Google, Honeywell, Intel and Panasonic are among the companies elected to a seat on the board of a broad new group chartered to help manage the evolution of smart electric grids.
The Smart Grid Interoperability Panel (SGIP) will provide technical guidance on smart grid standards and specify testing and certification requirements for grid interoperability.
SGIP includes members from 370 organizations from 13 countries representing 22 different stakeholder sectors. The group was organized by the National Institute of Standards and Technology (NIST) as part of its effort to accelerate the move to smart grid standards.
The SGIP held its first meeting this week, electing a government board of 20 members. Board members include Internet veteran Vint Cerf of Google; Brian Markwalter who heads up standards efforts for the Consumer Electronics Association and Matt Theall of Intel who also heads the Home Grid Forum that promotes the ITU G.hn home networking standard.

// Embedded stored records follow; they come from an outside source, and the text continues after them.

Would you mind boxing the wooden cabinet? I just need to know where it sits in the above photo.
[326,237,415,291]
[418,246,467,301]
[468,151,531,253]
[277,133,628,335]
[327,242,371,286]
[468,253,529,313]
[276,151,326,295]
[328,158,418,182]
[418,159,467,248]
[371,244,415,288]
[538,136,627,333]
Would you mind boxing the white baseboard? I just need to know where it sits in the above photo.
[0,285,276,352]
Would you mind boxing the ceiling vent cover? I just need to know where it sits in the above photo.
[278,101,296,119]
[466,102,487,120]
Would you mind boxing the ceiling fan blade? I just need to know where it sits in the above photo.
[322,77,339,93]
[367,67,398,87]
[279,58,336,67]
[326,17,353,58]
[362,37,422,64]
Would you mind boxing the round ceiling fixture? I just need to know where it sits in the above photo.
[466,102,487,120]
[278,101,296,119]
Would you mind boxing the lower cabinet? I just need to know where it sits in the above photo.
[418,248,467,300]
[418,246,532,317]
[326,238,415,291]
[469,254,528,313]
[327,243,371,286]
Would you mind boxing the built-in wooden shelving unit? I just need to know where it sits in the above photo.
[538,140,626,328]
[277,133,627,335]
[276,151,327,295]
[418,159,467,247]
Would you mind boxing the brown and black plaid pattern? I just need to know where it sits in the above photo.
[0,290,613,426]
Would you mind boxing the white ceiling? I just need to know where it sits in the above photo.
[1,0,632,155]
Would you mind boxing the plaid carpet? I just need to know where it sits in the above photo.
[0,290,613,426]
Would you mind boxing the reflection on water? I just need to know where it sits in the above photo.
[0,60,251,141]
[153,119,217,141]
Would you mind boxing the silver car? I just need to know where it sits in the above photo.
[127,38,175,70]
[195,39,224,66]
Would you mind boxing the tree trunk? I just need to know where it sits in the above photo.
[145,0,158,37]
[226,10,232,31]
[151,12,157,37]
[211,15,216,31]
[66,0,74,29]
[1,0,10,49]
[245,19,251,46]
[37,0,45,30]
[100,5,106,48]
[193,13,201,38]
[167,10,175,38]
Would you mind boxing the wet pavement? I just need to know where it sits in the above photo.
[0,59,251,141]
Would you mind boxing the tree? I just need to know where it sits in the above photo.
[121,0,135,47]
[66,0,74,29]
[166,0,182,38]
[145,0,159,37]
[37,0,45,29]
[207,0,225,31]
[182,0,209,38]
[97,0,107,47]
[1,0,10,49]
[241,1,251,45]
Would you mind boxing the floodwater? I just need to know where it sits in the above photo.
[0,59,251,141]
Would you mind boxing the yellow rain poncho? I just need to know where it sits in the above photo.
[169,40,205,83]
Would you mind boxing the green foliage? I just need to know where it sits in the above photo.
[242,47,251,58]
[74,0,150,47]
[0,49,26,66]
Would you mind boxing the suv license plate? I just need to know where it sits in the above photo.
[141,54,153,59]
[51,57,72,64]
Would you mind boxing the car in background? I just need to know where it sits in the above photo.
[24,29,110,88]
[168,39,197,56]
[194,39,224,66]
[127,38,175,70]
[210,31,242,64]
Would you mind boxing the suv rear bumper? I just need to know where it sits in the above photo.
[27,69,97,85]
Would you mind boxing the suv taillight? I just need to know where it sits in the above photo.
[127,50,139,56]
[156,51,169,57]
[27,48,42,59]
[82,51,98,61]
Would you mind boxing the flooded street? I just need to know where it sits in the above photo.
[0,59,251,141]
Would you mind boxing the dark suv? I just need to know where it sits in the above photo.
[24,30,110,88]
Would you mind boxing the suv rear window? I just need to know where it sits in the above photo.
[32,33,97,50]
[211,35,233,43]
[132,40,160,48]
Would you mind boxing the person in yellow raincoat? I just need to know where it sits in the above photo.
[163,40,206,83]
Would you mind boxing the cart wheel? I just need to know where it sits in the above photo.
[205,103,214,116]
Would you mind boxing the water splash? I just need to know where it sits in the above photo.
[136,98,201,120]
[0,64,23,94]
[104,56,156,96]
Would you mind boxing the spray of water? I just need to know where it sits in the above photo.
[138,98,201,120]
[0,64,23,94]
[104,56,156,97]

Three at-large board members were elected including Paul Di Martini, vice president of advanced technology for Southern California Edison and representatives of Electric Power Research Institute and GE Energy. Mladen Kezunovic, a professor at Texas A&M University, is a representative to the board from the academic community.
NIST released a first draft of smart grid standards recently. “We’ve design the [SGIP] process to make sure all the stakeholders have a voice,” said George Arnold, national smart grid coordinator at NIST.
A separate group, IEEE 2030, is working in parallel on standards for smart electric grids. At least one organization from China is taking part in the SGIP group. Some observers have said China will set de facto smart grid standards given its aggressive plans to build out its grid.
Note: Smart Grids are expected to play a major role for managing the infrastructure for charging electric cars in the future.